If you have time for only one stretch and strengthen exercise, fitness, yoga and pilates experts will say, unequivocally, the truly famous “Downward Dog” is the winner. Blog dog Winnie agrees:
And if you have a dog, you know they do this every time the get up to walk around by remote control. Skipping it is not an option. So be like a dog! Here’s Winnie’s perfect rendition:
Here’s the breakdown for people:
- On your hands and knees, spread out your fingers and turn your toes under.
- Lift your knees up and push your hips to the sky keeping your feet in line with your hands.
- Keep your knees slightly bent and your heels can come up off the floor at first (as you get better at this, you’ll lower your heels).
- Stretch your arms forward, keeping your elbows straight and relax your head through your shoulders.
- Yoga Journal says to lift your sit-bones to the ceiling and draw your inner thighs up to your groin. For more on the benefits of Downward Facing Dog go to this Yoga Journal link directly.
- Hold the pose for 5-10 breaths, relax and repeat 2-4 times.

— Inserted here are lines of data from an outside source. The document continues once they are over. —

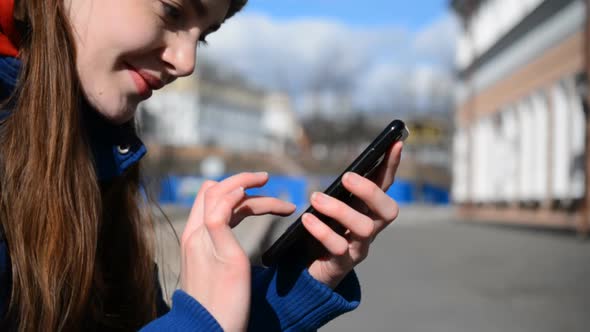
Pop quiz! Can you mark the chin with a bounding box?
[98,106,137,125]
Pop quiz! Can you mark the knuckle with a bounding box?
[202,180,217,189]
[385,200,399,222]
[359,246,369,261]
[315,227,330,242]
[368,181,382,197]
[205,213,225,229]
[358,217,375,240]
[332,241,348,257]
[183,233,200,253]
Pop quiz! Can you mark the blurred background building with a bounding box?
[451,0,590,231]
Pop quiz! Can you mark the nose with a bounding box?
[162,35,197,77]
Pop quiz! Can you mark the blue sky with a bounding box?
[245,0,449,31]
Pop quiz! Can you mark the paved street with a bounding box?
[156,207,590,332]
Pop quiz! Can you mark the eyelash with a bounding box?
[162,2,182,23]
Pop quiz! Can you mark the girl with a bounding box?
[0,0,401,331]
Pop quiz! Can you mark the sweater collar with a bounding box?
[0,57,147,180]
[0,0,19,57]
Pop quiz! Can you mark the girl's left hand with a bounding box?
[302,142,403,288]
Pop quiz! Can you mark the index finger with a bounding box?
[372,141,404,191]
[182,180,217,240]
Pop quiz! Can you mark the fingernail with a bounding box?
[344,172,360,186]
[302,213,316,225]
[311,191,326,204]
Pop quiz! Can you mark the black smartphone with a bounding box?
[262,120,409,266]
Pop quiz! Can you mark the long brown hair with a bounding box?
[0,0,156,331]
[0,0,247,331]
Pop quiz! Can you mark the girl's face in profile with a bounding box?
[64,0,229,124]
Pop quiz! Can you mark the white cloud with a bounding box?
[199,14,456,115]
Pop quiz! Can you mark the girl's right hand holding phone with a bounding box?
[180,173,295,331]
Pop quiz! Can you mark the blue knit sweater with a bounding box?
[0,57,360,332]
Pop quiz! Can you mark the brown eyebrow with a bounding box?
[189,0,221,34]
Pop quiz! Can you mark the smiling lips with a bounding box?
[126,64,165,98]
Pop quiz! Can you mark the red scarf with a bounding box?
[0,0,18,57]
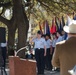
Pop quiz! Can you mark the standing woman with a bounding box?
[30,31,46,75]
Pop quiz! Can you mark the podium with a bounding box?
[9,56,36,75]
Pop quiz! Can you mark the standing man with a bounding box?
[30,31,46,75]
[52,24,76,75]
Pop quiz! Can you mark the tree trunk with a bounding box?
[13,0,29,58]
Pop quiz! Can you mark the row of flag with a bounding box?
[39,16,76,34]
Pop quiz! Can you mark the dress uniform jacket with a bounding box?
[52,37,76,75]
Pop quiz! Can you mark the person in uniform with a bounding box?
[52,23,76,75]
[45,34,52,70]
[30,31,46,75]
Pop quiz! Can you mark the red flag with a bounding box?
[50,19,56,34]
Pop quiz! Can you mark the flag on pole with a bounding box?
[55,17,59,31]
[66,15,72,25]
[59,21,63,32]
[44,20,50,35]
[62,16,65,26]
[73,12,76,20]
[50,19,56,34]
[39,22,43,34]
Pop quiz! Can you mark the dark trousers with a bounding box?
[35,49,45,74]
[1,47,7,67]
[45,48,52,70]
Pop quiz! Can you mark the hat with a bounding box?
[37,30,42,34]
[63,23,76,33]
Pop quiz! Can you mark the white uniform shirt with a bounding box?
[46,39,52,48]
[33,38,46,48]
[56,36,63,43]
[52,39,57,47]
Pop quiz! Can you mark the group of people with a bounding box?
[30,28,64,74]
[30,23,76,75]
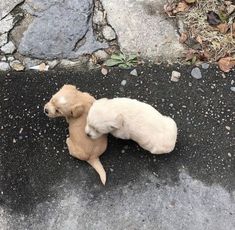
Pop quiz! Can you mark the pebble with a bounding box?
[191,67,202,79]
[94,50,109,61]
[121,80,126,86]
[130,69,138,77]
[0,33,7,47]
[0,62,10,71]
[101,68,108,76]
[1,41,16,54]
[202,63,210,69]
[93,10,105,25]
[102,26,116,41]
[10,60,24,71]
[171,70,181,82]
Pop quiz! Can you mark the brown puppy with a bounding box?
[44,85,107,184]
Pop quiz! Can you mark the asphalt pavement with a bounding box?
[0,66,235,230]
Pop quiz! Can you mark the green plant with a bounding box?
[104,52,138,69]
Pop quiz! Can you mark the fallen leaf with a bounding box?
[218,57,235,73]
[207,11,221,26]
[175,2,189,12]
[216,23,229,34]
[101,68,108,76]
[29,63,49,71]
[179,32,188,43]
[196,35,202,45]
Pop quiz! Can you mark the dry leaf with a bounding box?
[218,57,235,72]
[184,0,196,3]
[175,2,189,12]
[207,11,221,26]
[101,68,108,76]
[179,32,188,43]
[217,23,229,34]
[196,35,202,45]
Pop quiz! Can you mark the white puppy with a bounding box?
[85,98,177,154]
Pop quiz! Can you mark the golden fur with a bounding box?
[44,85,107,184]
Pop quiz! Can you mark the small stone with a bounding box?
[130,69,138,77]
[0,33,7,47]
[202,63,210,69]
[102,26,116,41]
[171,70,181,82]
[10,60,24,71]
[191,67,202,79]
[121,80,126,86]
[94,50,109,62]
[93,10,105,25]
[101,68,108,76]
[1,41,16,54]
[29,63,49,72]
[230,86,235,92]
[0,62,10,71]
[1,56,7,61]
[7,56,15,61]
[47,60,59,69]
[0,14,15,34]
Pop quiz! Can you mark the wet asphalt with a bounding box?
[0,66,235,230]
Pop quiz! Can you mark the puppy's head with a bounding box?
[44,85,84,118]
[85,98,123,139]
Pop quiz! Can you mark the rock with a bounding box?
[93,9,105,25]
[130,69,138,77]
[29,63,49,72]
[0,62,11,71]
[1,56,7,61]
[171,71,181,82]
[101,0,184,61]
[202,63,210,69]
[10,60,25,71]
[94,50,109,62]
[1,41,16,54]
[18,0,108,60]
[23,58,42,69]
[121,80,126,86]
[0,14,16,34]
[102,26,116,41]
[101,68,108,76]
[7,56,15,61]
[191,67,202,79]
[60,56,89,68]
[0,0,24,20]
[47,60,59,69]
[0,33,7,47]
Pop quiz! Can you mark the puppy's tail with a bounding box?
[87,158,106,185]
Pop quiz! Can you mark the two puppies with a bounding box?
[44,85,177,184]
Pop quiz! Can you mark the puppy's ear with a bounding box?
[71,104,84,118]
[110,114,123,130]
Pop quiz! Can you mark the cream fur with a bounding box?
[85,98,177,154]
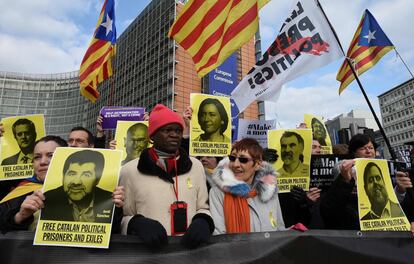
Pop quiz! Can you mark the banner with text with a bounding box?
[237,119,276,148]
[267,129,312,193]
[100,106,145,129]
[190,93,231,156]
[33,148,122,248]
[0,115,46,181]
[208,53,239,141]
[355,159,411,231]
[231,0,344,111]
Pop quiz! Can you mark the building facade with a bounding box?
[0,71,85,138]
[325,110,378,145]
[87,0,259,131]
[378,78,414,161]
[0,0,258,141]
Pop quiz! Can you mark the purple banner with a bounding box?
[100,106,145,129]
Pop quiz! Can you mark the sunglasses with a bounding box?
[229,155,254,164]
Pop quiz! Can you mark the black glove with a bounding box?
[181,214,214,248]
[263,148,279,163]
[127,215,168,249]
[290,186,307,206]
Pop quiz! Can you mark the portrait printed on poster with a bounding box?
[268,129,312,192]
[0,115,45,180]
[115,121,150,165]
[304,114,332,154]
[355,159,409,231]
[190,94,231,156]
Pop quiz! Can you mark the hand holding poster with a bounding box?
[355,159,410,231]
[115,121,150,165]
[267,129,312,193]
[304,114,332,154]
[100,106,145,129]
[34,148,122,248]
[0,115,45,180]
[190,94,231,156]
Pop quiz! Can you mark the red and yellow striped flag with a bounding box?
[168,0,269,78]
[79,0,116,102]
[336,10,394,94]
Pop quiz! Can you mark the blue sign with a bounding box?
[208,53,239,141]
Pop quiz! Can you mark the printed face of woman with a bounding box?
[200,104,223,134]
[229,150,260,184]
[355,141,375,159]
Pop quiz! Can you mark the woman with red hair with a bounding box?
[210,138,285,234]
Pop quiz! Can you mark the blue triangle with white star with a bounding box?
[358,9,394,47]
[95,0,116,44]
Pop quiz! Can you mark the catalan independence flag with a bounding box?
[168,0,269,78]
[336,10,394,94]
[79,0,116,102]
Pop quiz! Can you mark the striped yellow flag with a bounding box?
[79,0,116,102]
[336,10,394,94]
[168,0,269,78]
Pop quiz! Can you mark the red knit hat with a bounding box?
[148,104,184,137]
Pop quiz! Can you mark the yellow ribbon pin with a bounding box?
[187,178,193,189]
[269,211,277,228]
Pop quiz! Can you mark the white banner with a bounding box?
[231,0,344,112]
[237,119,276,148]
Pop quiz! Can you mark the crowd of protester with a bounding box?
[0,104,414,251]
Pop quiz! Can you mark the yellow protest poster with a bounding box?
[267,129,312,193]
[355,159,411,231]
[115,121,150,165]
[190,94,231,156]
[33,148,122,248]
[0,115,45,180]
[304,114,332,154]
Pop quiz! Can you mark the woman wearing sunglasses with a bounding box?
[210,138,285,234]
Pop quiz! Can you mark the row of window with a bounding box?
[383,107,414,124]
[390,131,413,143]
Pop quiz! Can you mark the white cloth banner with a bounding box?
[231,0,344,112]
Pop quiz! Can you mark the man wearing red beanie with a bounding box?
[120,104,214,248]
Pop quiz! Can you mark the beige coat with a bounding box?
[120,155,210,235]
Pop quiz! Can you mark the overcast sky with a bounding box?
[0,0,414,128]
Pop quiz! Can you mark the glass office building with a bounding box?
[0,71,85,138]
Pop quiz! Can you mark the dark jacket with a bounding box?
[279,193,311,227]
[0,192,34,233]
[401,191,414,222]
[320,175,360,230]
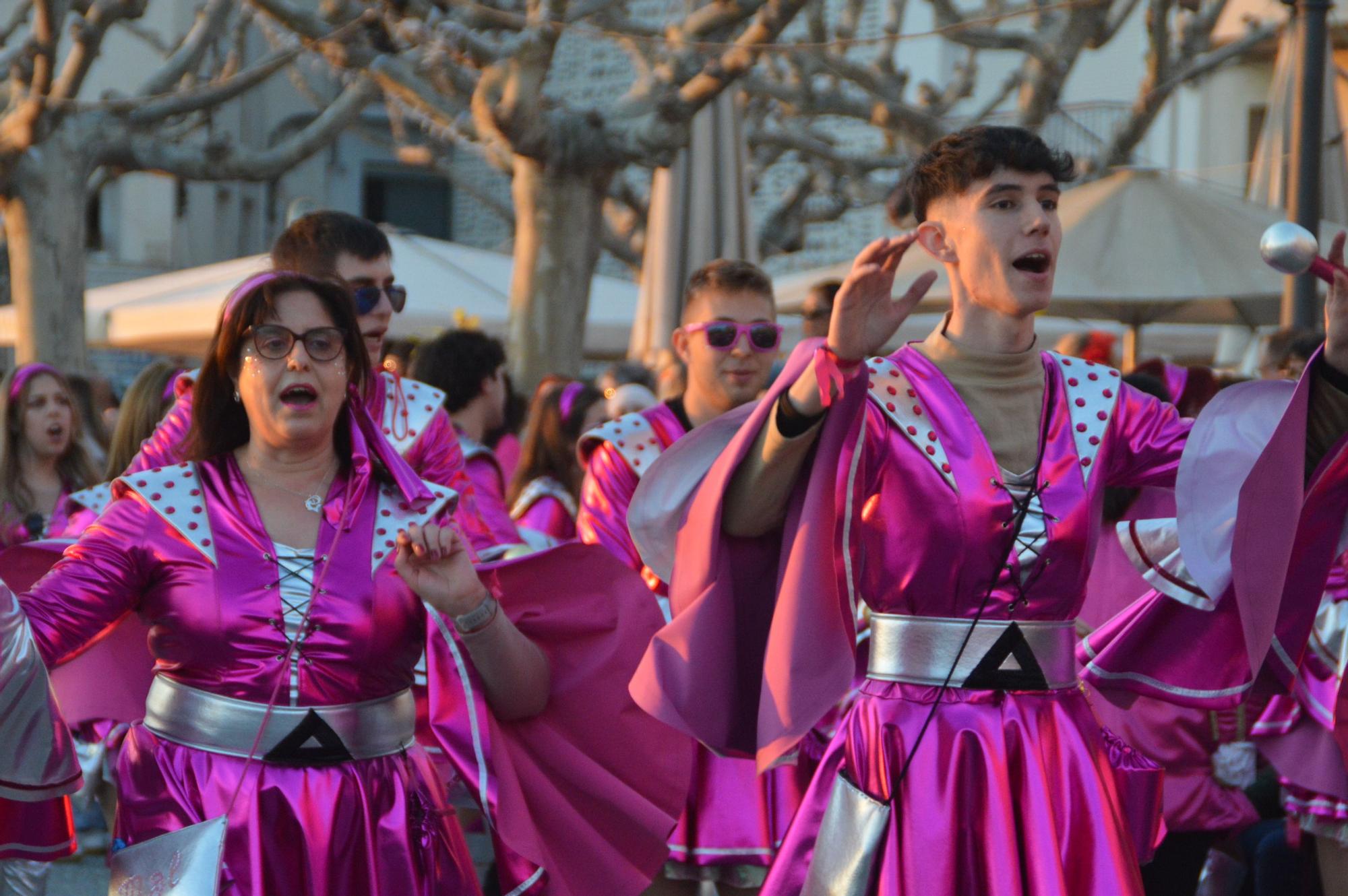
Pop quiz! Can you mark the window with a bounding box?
[361,168,450,240]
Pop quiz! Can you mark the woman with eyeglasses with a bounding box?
[0,272,690,896]
[0,364,97,547]
[127,210,495,551]
[506,377,605,543]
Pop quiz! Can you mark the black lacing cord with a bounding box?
[890,414,1049,800]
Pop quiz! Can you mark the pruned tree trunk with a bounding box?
[507,155,613,385]
[3,140,89,371]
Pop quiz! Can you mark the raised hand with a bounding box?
[829,230,937,361]
[394,524,488,616]
[1325,232,1348,373]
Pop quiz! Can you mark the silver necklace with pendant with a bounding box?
[244,466,337,513]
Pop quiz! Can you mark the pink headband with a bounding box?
[559,380,585,420]
[220,271,313,321]
[9,362,63,402]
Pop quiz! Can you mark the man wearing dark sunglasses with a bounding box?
[127,210,495,552]
[577,260,799,896]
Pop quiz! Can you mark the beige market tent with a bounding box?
[776,168,1340,364]
[0,233,636,357]
[628,92,758,360]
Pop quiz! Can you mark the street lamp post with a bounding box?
[1282,0,1330,327]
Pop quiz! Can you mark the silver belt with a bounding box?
[144,675,417,765]
[865,613,1077,691]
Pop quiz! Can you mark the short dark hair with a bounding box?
[412,330,506,414]
[683,259,776,323]
[271,210,394,279]
[183,271,369,461]
[887,124,1076,222]
[506,376,604,504]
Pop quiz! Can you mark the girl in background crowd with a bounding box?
[0,364,98,547]
[506,377,605,542]
[66,373,117,469]
[104,361,183,481]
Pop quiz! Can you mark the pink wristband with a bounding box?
[814,345,861,407]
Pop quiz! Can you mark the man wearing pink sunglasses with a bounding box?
[576,259,799,896]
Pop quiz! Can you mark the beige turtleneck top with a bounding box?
[721,321,1348,538]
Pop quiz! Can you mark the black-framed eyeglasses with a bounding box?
[683,321,782,352]
[350,283,407,314]
[249,323,346,361]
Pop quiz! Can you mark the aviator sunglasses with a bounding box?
[249,323,345,361]
[683,321,782,352]
[350,283,407,314]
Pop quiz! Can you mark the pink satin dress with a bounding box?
[631,340,1344,896]
[127,371,497,550]
[20,455,479,896]
[1078,485,1268,831]
[1254,555,1348,845]
[510,476,578,544]
[458,433,520,544]
[577,404,802,887]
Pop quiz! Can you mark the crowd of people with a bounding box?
[0,127,1348,896]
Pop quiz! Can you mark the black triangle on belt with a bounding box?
[964,622,1049,691]
[263,710,353,765]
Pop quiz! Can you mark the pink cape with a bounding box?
[427,544,693,896]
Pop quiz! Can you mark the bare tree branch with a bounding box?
[1093,15,1278,171]
[127,49,299,124]
[137,0,232,97]
[101,78,379,181]
[930,0,1046,57]
[0,0,32,47]
[50,0,156,102]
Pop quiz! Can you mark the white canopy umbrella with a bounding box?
[775,168,1343,364]
[0,233,636,357]
[628,92,758,361]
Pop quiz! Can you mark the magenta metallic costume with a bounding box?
[1078,490,1267,831]
[1254,555,1348,845]
[0,407,687,896]
[632,340,1345,896]
[458,431,520,544]
[577,404,801,887]
[127,371,500,551]
[510,476,577,544]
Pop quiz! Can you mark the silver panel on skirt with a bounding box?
[144,675,417,761]
[801,772,894,896]
[108,815,228,896]
[865,613,1077,690]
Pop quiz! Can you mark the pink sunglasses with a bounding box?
[683,321,782,352]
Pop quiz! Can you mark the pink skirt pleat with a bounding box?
[116,725,480,896]
[763,680,1142,896]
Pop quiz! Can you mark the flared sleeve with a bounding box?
[0,585,82,802]
[631,340,868,771]
[427,544,693,896]
[1078,361,1348,709]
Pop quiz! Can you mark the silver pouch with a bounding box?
[801,772,894,896]
[108,815,228,896]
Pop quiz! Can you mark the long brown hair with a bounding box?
[507,376,604,504]
[183,271,369,461]
[0,365,98,519]
[104,361,182,480]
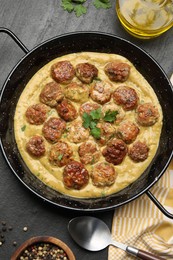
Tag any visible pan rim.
[0,31,173,212]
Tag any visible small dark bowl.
[11,236,76,260]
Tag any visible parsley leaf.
[58,153,64,161]
[93,0,111,9]
[61,0,74,13]
[21,125,26,132]
[103,110,118,123]
[90,107,101,120]
[82,108,101,139]
[82,112,92,128]
[74,4,87,17]
[91,127,101,139]
[61,0,111,17]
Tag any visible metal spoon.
[68,216,163,260]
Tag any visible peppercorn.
[17,242,68,260]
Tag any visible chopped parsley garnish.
[93,0,111,9]
[58,154,63,161]
[82,108,118,139]
[61,0,111,17]
[103,110,118,123]
[21,125,26,132]
[82,108,101,139]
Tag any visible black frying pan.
[0,28,173,218]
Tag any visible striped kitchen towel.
[108,161,173,260]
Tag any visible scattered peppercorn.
[23,227,28,232]
[17,243,68,260]
[2,226,7,232]
[13,241,17,246]
[8,226,13,231]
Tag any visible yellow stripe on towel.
[108,164,173,260]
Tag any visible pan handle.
[146,190,173,219]
[0,27,29,54]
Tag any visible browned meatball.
[25,103,49,125]
[76,62,98,84]
[49,141,73,167]
[112,86,138,111]
[26,135,46,157]
[102,138,127,165]
[116,120,140,144]
[91,162,117,187]
[51,60,75,84]
[64,82,89,103]
[90,81,112,104]
[79,102,100,116]
[128,141,149,162]
[39,82,64,107]
[136,103,159,126]
[63,161,89,190]
[104,61,130,82]
[56,99,78,121]
[78,141,101,164]
[42,117,66,143]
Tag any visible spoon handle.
[126,246,165,260]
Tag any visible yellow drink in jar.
[116,0,173,39]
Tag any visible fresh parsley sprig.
[82,108,118,139]
[61,0,111,17]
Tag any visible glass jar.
[116,0,173,39]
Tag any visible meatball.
[104,61,130,82]
[39,82,64,107]
[56,99,78,121]
[64,82,89,103]
[97,122,115,145]
[25,103,49,125]
[67,121,89,143]
[102,102,125,124]
[63,161,89,190]
[128,141,149,162]
[90,81,112,105]
[26,135,46,157]
[79,102,100,116]
[116,121,140,144]
[102,138,127,165]
[78,141,101,164]
[51,60,75,84]
[42,117,66,143]
[136,103,159,126]
[112,86,138,111]
[76,62,98,84]
[49,141,73,167]
[91,162,117,187]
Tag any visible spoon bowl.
[68,216,163,260]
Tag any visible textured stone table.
[0,0,173,260]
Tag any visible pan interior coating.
[14,52,163,198]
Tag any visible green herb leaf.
[74,4,87,17]
[103,110,118,123]
[93,0,111,9]
[82,112,92,128]
[90,127,101,139]
[58,154,63,161]
[61,0,74,13]
[21,125,26,132]
[90,107,102,120]
[72,0,86,4]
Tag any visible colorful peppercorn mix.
[17,242,68,260]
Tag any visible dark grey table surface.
[0,0,173,260]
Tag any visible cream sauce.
[14,52,163,198]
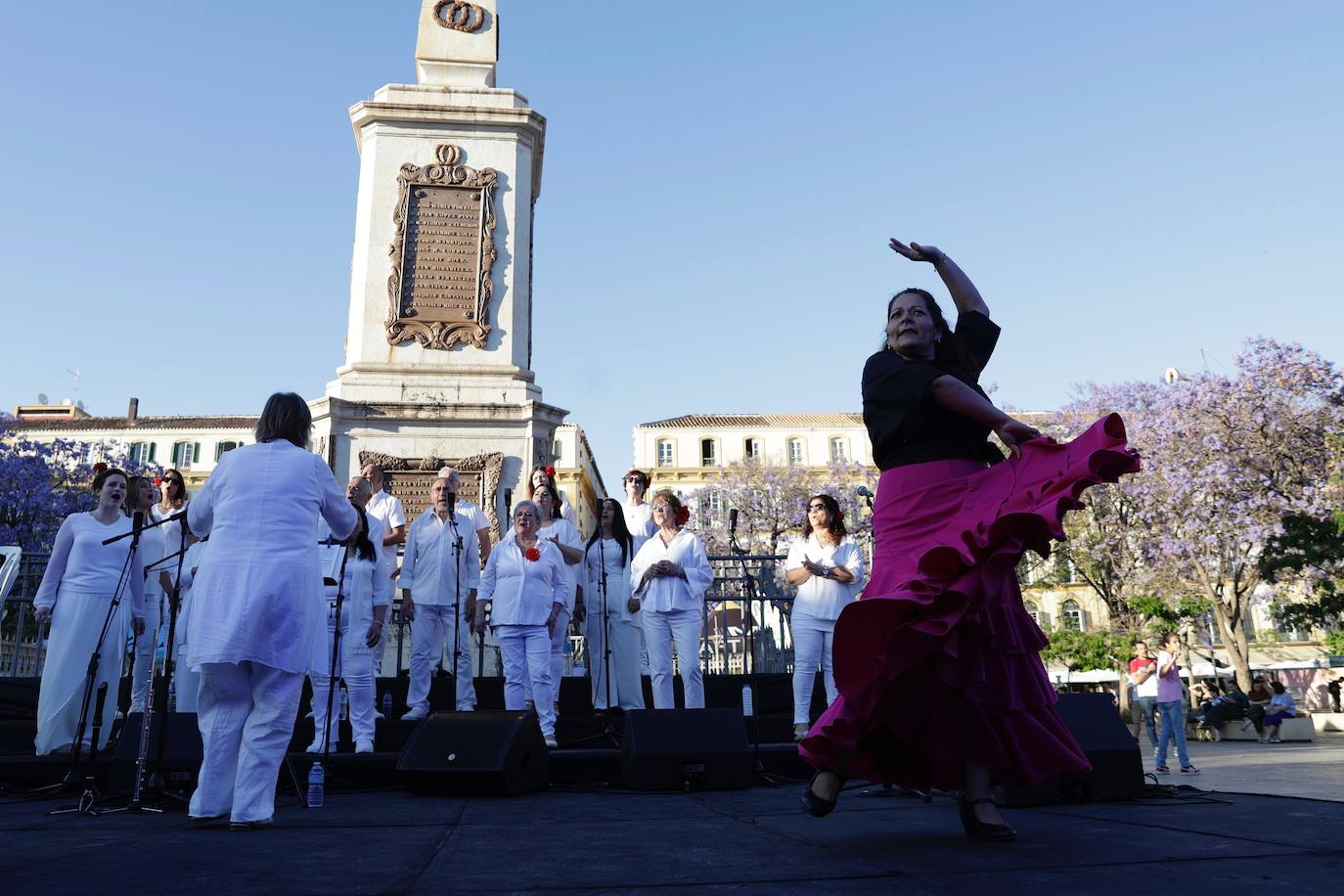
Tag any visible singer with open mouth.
[801,239,1139,839]
[32,468,146,756]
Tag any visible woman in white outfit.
[474,501,570,748]
[784,494,863,740]
[630,492,714,709]
[126,475,177,712]
[583,498,644,709]
[32,469,145,756]
[187,392,359,830]
[308,505,392,752]
[532,485,583,712]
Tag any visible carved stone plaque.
[387,144,499,349]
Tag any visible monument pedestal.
[312,0,567,521]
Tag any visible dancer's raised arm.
[890,237,989,317]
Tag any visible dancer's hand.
[890,237,946,265]
[995,417,1040,457]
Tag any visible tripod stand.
[44,511,145,816]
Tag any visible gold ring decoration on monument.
[434,0,485,33]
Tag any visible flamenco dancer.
[800,239,1139,839]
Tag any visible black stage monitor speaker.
[108,712,202,794]
[621,708,751,790]
[396,709,551,796]
[1000,694,1143,806]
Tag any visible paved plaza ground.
[0,737,1344,895]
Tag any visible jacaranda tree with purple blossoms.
[0,419,138,551]
[1070,338,1344,688]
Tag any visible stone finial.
[416,0,499,87]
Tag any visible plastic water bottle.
[308,762,327,809]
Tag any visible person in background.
[396,477,481,720]
[1129,641,1157,760]
[32,468,145,756]
[1157,633,1199,775]
[784,494,863,740]
[1261,681,1297,744]
[583,498,644,709]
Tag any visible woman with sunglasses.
[583,498,644,709]
[801,239,1139,841]
[784,494,863,740]
[630,490,714,709]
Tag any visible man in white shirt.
[360,464,406,569]
[398,477,481,719]
[438,467,491,568]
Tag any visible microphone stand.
[323,546,349,784]
[729,528,774,784]
[448,494,463,712]
[45,511,144,816]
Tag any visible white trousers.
[130,594,165,712]
[188,659,304,821]
[789,612,837,724]
[640,609,704,709]
[495,626,555,738]
[308,605,383,752]
[406,602,475,712]
[583,607,644,709]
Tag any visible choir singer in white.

In addition to strengthening the thighs and arms, this exercise increases flexibility in the shoulders, hips, knees and ankles. This stretch also calms the mind, eases a low mood and can also relieve headache, insomnia, back aches and neck pain! Told you it was a lot of bang for your exercise buck!
PS. “Dogs act exactly the way we would act if we had no shame.” – Cynthia Heimel
Dump the inhibitions and give it a try! What’s good for Blog Dog is good for us all!